Das Vorhaben soll nach einer Testphase dauerhaft verankert werden. Im Zuge der nationalen Reformprogramme im Europäischen Semester schlagen die Mitgliedsstaaten Reformmaßnahmen vor, in Form von maximal dreijährigen "Reformzusage-Paketen". Die Kommission prüft diese, kann Änderungen einfordern und legt den Betrag fest, der zur Unterstützung bereitgestellt wird. Nach erfolgreicher Umsetzung erhalten die Mitgliedsstaaten die entsprechende finanzielle Belohnung.

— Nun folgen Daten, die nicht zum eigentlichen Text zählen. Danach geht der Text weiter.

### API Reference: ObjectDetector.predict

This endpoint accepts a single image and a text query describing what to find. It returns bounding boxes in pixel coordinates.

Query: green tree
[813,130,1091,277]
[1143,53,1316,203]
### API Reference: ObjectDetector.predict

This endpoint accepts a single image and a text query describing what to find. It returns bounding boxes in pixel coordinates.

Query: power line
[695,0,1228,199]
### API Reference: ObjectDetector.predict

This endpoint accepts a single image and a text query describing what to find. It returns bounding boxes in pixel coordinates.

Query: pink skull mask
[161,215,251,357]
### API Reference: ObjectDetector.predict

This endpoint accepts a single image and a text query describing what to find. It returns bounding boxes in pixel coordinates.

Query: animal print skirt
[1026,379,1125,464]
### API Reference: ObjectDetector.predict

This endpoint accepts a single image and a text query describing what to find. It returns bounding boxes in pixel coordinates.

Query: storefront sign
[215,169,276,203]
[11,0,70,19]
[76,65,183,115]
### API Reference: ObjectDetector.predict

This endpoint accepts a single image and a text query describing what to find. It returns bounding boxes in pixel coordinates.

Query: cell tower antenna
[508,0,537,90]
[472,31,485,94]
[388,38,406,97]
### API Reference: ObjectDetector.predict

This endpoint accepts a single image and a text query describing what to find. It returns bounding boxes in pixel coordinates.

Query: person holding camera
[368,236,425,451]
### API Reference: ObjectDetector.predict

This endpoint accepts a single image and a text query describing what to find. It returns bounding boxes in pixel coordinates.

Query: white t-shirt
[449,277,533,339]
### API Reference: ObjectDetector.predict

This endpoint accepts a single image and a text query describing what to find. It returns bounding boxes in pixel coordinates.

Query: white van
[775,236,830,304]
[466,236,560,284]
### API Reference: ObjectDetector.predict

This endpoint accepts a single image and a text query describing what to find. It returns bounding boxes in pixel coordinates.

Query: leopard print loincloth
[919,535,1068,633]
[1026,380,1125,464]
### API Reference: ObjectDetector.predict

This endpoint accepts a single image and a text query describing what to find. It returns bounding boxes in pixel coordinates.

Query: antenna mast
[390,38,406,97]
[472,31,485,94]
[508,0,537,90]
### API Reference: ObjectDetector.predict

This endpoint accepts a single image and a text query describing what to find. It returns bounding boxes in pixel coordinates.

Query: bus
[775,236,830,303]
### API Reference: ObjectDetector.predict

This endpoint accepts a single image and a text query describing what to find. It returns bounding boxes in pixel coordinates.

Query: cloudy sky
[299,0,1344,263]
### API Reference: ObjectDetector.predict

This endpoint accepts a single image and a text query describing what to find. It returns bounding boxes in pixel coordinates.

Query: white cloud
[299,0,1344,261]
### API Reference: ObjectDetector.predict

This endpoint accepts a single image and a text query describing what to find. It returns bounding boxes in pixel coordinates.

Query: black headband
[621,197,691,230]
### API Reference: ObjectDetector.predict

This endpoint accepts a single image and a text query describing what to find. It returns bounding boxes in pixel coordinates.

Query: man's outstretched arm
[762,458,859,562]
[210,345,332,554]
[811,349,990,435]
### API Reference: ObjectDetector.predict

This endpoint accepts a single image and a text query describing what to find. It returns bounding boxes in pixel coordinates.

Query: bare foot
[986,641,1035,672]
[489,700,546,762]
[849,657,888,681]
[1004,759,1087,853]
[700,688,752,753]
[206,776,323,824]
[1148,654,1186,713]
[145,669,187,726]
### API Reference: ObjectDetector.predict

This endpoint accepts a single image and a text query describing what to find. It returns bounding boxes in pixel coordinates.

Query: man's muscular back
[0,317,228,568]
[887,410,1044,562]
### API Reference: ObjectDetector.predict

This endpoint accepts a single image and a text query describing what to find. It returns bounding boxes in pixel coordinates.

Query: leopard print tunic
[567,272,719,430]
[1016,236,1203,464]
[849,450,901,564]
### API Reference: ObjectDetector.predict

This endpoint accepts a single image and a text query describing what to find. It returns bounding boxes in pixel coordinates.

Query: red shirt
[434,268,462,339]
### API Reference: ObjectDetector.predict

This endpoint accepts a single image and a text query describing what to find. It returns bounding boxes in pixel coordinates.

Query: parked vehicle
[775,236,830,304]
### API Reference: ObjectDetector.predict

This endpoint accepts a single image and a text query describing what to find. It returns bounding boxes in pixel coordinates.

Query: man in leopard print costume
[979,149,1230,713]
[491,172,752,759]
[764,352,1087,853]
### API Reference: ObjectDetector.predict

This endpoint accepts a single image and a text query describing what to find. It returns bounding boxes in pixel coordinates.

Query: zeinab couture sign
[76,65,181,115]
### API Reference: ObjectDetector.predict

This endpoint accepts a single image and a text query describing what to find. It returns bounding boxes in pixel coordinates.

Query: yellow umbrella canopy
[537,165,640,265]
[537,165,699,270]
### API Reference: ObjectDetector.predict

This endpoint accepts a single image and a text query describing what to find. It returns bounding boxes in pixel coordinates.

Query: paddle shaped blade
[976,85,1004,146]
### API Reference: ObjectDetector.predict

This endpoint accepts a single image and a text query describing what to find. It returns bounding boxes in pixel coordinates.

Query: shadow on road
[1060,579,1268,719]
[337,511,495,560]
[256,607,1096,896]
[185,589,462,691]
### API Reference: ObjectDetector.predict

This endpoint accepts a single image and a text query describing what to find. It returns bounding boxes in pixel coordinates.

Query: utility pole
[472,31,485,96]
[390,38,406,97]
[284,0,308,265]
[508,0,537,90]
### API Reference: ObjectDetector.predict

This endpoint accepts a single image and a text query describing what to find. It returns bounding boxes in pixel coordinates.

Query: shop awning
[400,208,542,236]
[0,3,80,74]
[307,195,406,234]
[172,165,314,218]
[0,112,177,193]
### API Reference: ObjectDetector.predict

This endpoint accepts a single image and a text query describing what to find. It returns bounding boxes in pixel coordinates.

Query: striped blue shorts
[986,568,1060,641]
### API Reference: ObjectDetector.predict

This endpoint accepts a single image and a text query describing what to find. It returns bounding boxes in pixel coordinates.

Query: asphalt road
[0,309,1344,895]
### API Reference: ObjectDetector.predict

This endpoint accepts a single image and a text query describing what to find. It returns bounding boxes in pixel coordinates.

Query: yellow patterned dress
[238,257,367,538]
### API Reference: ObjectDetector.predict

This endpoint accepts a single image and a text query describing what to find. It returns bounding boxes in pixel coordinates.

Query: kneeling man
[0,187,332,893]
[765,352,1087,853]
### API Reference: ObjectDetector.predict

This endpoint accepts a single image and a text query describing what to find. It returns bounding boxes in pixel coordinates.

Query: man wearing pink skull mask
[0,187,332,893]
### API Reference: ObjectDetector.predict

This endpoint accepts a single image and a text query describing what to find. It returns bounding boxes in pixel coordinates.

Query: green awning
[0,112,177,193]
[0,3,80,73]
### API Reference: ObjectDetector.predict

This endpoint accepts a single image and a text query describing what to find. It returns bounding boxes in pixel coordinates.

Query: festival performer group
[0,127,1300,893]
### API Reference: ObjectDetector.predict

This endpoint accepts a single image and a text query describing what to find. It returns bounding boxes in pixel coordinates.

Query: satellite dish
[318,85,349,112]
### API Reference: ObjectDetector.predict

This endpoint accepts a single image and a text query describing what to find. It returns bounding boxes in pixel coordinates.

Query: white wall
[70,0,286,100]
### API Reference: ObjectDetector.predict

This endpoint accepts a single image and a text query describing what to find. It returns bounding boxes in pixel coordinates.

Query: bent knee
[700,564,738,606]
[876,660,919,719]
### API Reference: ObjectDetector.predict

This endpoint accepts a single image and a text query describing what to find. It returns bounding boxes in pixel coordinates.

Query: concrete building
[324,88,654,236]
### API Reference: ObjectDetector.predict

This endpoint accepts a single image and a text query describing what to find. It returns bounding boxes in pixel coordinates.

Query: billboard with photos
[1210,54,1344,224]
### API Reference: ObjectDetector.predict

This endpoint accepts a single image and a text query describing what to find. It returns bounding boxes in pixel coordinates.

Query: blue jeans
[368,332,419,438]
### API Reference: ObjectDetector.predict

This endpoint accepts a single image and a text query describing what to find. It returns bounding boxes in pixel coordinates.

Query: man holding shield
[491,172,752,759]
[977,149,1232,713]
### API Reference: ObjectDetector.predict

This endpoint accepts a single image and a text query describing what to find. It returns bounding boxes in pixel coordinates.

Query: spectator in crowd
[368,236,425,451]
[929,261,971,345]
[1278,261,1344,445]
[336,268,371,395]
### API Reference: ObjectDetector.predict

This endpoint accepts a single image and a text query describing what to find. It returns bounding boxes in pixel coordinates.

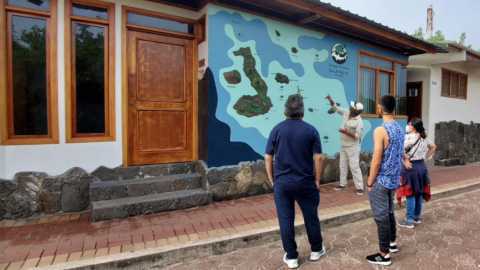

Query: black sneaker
[367,253,392,265]
[390,243,398,253]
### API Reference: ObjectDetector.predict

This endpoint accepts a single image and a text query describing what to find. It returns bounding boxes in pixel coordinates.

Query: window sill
[442,95,467,100]
[2,138,58,145]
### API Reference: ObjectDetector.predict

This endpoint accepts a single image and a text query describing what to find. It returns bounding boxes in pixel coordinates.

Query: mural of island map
[208,5,407,165]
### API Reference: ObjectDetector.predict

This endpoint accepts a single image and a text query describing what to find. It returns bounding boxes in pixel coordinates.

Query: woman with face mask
[397,118,436,229]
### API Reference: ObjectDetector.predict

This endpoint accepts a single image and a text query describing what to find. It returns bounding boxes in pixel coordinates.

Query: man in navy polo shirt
[265,94,325,268]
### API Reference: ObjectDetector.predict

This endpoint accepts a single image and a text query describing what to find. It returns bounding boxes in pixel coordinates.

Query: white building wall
[429,62,480,140]
[407,66,435,138]
[0,0,208,179]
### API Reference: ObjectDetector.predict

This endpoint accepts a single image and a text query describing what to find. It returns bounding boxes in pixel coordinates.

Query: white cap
[350,101,363,111]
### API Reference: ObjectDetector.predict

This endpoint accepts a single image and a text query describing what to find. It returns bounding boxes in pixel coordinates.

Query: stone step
[92,188,212,222]
[90,173,201,202]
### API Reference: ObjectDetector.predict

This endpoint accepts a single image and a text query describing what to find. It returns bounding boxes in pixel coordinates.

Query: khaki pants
[340,144,363,189]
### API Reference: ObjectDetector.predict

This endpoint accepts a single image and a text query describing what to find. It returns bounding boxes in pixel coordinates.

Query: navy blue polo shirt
[265,119,322,183]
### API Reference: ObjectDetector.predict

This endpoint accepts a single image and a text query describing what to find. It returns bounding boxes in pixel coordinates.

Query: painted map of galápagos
[208,5,371,155]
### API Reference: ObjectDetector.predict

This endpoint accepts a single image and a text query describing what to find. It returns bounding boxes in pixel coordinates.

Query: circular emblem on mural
[332,43,348,65]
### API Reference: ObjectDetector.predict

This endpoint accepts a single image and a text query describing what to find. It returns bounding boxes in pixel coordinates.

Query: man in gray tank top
[366,95,405,265]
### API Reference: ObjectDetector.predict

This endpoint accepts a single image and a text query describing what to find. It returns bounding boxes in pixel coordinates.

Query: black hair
[378,94,397,113]
[285,94,305,118]
[410,117,427,139]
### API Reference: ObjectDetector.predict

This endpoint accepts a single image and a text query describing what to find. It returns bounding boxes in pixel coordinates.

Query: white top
[403,133,432,160]
[332,104,363,146]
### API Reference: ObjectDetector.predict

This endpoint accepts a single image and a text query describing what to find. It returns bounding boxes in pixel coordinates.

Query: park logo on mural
[332,43,348,65]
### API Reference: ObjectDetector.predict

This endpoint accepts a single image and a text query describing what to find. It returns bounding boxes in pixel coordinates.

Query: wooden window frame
[440,67,468,100]
[0,0,59,145]
[357,49,408,119]
[64,0,116,143]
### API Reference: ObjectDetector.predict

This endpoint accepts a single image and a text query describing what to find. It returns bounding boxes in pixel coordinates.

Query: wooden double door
[127,30,197,165]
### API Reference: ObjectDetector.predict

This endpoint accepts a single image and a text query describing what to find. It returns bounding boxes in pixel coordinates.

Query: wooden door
[407,82,422,119]
[127,30,197,165]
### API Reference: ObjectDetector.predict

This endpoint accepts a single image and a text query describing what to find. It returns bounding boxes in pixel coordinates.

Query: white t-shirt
[403,133,432,160]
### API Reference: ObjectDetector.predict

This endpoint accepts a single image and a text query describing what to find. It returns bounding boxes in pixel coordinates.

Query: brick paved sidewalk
[0,164,480,270]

Größerer Widerstand bleibt bislang aus
Öffentlicher Widerstand gegen die von der EU-Kommission geplanten weitreichenden neoliberalen Maßnahmen ist bisher kaum zu vernehmen. Lediglich die Vereinte Dienstleistungsgewerkschaft Verdi hat bisher eine Stellungnahme veröffentlicht, die das Ansinnen der Kommission mit Verweis auf eine weitere Verschärfung der Kürzungspolitik ablehnt und betont, dass die die EU-Kommission bereits mit den bestehenden Möglichkeiten einzelne Mitgliedsstaaten regelmäßig auffordert, die Löhne im öffentlichen Dienst einzufrieren, die Tarifvertragssysteme zu dezentralisieren, und Arbeitsmärkte zu flexibilisieren.
Neben dem weiteren Raubbau an den europäischen Sozialsystem zeugt das Vorhaben der EU-Kommission auch von einem massiven Demokratieproblem. In den Überlegungen der Kommission ist das Europäische Parlament erst gar nicht einbezogen, da die entsprechenden Pakete zwischen der Kommission und den einzelnen Mitgliedsstaaten verhandelt und geschlossen werden sollen.

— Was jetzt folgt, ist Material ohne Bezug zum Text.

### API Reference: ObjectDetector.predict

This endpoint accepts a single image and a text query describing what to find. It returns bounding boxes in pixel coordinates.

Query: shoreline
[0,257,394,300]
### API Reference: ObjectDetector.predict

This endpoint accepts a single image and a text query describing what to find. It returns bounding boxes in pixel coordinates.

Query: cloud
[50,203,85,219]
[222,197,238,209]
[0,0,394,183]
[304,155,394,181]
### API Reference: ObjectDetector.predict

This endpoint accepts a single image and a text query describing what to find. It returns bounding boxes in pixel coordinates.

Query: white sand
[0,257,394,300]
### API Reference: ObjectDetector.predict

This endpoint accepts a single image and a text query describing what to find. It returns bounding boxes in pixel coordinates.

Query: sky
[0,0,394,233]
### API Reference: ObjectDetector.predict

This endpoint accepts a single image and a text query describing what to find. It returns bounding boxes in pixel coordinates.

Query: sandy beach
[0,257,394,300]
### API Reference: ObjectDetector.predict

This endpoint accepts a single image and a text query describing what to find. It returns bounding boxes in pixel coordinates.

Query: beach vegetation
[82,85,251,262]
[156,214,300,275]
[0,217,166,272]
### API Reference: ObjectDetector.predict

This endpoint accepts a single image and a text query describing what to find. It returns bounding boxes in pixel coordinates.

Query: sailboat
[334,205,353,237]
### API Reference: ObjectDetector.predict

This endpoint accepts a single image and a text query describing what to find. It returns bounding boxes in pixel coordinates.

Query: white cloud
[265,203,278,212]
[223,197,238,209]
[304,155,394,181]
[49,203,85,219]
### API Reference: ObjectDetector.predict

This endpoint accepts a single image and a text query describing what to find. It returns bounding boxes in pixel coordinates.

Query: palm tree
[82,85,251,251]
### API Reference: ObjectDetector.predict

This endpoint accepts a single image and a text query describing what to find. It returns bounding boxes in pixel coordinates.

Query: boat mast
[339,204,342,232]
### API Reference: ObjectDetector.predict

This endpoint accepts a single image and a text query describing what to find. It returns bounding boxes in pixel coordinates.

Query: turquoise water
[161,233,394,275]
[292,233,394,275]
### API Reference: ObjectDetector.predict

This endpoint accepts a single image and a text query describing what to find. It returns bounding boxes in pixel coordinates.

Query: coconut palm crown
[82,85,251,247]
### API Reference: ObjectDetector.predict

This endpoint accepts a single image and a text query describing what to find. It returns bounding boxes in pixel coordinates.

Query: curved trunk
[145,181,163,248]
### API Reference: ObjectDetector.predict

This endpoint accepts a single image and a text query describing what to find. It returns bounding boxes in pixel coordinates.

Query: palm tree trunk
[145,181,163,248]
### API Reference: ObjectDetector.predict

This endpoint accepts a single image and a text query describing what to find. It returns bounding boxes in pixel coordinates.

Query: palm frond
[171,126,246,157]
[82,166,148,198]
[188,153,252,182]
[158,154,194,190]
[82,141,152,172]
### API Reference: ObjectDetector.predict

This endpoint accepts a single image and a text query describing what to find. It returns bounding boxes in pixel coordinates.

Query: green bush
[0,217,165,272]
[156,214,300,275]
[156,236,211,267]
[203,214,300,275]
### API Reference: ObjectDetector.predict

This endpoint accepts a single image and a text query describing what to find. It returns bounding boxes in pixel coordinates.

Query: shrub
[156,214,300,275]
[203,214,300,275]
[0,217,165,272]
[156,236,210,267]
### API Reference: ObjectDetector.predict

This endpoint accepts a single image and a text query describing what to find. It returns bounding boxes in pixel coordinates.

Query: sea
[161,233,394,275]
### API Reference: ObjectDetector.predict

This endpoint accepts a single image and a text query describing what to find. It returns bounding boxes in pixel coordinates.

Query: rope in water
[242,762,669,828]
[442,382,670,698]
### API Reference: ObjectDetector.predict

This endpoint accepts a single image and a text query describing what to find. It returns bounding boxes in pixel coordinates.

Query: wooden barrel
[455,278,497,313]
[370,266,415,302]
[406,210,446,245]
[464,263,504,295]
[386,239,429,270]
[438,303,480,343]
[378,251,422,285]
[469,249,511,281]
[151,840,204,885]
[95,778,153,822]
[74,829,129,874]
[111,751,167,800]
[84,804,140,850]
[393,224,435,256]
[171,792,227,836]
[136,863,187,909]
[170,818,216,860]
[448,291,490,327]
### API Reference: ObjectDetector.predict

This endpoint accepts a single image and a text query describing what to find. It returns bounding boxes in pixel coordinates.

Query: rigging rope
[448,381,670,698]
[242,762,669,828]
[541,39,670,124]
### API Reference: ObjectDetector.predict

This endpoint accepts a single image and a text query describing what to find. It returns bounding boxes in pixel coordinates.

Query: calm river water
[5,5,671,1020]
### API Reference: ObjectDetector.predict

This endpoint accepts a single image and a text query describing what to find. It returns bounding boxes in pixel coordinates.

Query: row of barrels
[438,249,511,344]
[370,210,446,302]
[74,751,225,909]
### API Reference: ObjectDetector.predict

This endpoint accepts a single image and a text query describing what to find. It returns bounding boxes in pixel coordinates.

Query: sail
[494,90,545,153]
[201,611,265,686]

Der Finanzexperte und Handelsblatt-Journalist Norbert Häring findet für dieses Vorgehen der EU-Kommission harsche Worte:
Als gäbe es keine AfD, keinen Front National und keine rebellischen mittel-osteuropäischen Regierungen arbeitet die EU-Kommission weiter daran, Europa in ein demokratiefernes neoliberales Unternehmerparadies umzubauen. Der neueste Trick: Für Sozialabbau und Entrechtung von Arbeitnehmern soll es Geld aus den EU-Strukturfonds geben."